An Alternative Way to Be Catholic — and LGBT

Churches in the Old Catholic and Independent Catholic traditions offer services that will be familiar to Roman Catholics, along with unqualified affirmation of LGBT people.



From left: Shannon Kearns, Chris Carpenter
From left: Shannon Kearns, Chris Carpenter

The liturgy and rituals are those familiar to Roman Catholics. The pageantry is beautiful. But there’s no doctrine condemning same-sex relationships — and the priest offering communion may be a man or a woman, married or not, straight or LGBT.

Welcome to the world of many Old Catholic and Independent Catholic churches, which offer a Catholic style of worship, sometimes with elements drawn from other traditions, but are not Roman Catholic — not under the Vatican’s authority — and affirm the equality of LGBT people and women.

“It’s a more open and accepting environment,” says Rev. Chris Carpenter, pastor of the Community of the Resurrection in Long Beach, Calif., and bishop of the Diocese of St. George in the Reformed Catholic Church. “You can be yourself and you don’t have to cover up if you’re in a same-sex relationship.”

A similar sentiment comes from Father Shannon Kearns, pastor of House of the Transfiguration, a fairly new Old Catholic congregation in Minneapolis. “It’s a place where you don’t have to check any part of yourself when you walk through the door,” he says. “The world needs more places like that.”

The two clergy members speak from experience with trying to reconcile their identity and their faith. Carpenter is gay and a former Roman Catholic priest. Kearns is transgender and grew up in a fundamentalist Protestant church where being LGBT was considered a sin meriting eternal damnation.

Their current churches have roots in a group of European Catholic churches that split with the Vatican in the nineteenth century over the doctrine of papal infallibility, among other issues, in the culmination of centuries-old tensions. But they also claim a lineage to the founding of the Christian church by St. Peter shortly after the death and resurrection of Jesus Christ, and they aim to combine time-honored rituals with a progressive, inclusive value system, which includes not only equality for LGBT people and women, but other social justice work, such as aiding the poor and disenfranchised.

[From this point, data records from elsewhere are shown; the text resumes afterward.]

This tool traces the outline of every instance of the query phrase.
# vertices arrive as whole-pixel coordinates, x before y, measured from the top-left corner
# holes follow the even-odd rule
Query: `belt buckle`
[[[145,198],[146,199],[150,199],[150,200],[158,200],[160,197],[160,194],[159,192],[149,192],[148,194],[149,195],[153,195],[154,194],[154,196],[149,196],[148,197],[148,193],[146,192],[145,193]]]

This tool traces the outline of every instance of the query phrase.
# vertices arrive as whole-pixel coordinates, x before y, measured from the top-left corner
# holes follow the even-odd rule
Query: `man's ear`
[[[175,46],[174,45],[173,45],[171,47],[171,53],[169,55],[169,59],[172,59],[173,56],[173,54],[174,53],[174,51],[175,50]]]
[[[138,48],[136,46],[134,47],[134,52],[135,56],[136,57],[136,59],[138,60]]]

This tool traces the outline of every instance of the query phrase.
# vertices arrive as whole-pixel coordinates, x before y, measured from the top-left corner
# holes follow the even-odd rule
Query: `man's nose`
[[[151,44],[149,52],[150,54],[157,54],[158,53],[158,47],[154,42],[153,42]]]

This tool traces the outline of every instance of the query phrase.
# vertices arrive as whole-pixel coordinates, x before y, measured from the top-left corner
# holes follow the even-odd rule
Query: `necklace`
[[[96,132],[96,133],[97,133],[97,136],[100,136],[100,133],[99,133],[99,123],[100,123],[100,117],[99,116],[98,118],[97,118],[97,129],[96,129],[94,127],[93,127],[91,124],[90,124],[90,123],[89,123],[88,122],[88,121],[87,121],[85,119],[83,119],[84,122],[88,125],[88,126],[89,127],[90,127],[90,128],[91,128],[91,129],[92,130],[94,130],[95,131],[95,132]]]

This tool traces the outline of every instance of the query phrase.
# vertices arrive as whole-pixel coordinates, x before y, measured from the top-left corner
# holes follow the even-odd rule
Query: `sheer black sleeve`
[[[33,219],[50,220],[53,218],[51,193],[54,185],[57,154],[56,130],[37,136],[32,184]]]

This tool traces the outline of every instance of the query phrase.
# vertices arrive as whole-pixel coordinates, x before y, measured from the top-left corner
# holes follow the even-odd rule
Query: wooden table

In the U.S., there are various autonomous jurisdictions — think of them as denominations — of American churches in this tradition. House of the Transfiguration is affiliated with the Old Catholic Diocese of New Jersey, which also has ministries in Delaware, Kentucky, and the District of Columbia. The Reformed Catholic Church is a federation of Independent and Old Catholic churches, with five dioceses in the U.S. plus affiliates in other countries, and it includes some churches that follow Anglican and Eastern Orthodox liturgy and rituals as well. Other Old and Independent Catholic bodies that support LGBT equality — not all such jurisdictions do — include the Ecumenical Catholic Communion, the American Catholic Church, the American Apostolic Communion, the Independent Catholic Church of the West, the Catholic Apostolic Church in North America, and the National Catholic Church of America, as listed by the Human Rights Campaign.

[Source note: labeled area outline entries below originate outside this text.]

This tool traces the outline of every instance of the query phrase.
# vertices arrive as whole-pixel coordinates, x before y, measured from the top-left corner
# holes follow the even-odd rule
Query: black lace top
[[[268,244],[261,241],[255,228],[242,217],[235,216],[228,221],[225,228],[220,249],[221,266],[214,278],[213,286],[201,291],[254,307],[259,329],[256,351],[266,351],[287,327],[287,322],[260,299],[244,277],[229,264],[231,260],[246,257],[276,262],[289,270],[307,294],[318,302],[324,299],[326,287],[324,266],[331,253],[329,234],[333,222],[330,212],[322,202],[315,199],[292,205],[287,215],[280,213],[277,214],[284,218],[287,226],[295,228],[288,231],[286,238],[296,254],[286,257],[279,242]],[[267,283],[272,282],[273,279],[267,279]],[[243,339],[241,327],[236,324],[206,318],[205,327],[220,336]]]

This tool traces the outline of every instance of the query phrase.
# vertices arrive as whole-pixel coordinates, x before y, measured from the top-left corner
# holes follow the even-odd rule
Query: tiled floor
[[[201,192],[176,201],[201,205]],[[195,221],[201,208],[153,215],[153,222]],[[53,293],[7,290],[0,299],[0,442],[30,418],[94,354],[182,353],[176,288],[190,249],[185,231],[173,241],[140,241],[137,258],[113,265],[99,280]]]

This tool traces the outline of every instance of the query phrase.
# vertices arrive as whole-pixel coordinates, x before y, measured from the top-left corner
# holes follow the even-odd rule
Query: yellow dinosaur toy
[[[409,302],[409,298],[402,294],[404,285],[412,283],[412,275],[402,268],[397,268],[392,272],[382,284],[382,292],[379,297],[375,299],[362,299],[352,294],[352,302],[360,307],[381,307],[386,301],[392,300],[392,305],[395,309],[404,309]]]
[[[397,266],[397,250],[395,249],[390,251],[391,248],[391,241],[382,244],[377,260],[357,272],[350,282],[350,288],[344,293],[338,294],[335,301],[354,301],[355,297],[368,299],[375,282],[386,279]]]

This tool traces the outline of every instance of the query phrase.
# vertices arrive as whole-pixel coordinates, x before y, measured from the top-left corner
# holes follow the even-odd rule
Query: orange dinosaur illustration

In the U.S., this movement is relatively small but growing. Old and Independent Catholic churches that are LGBT-affirming usually also ordain women as clergy, do not require priestly celibacy, perform marriages for same-sex couples and divorced people, and view birth control as a private, individual choice. Their differences with the Vatican on these matters mean they appeal to many disaffected Roman Catholics. They draw people from other faith traditions as well, however.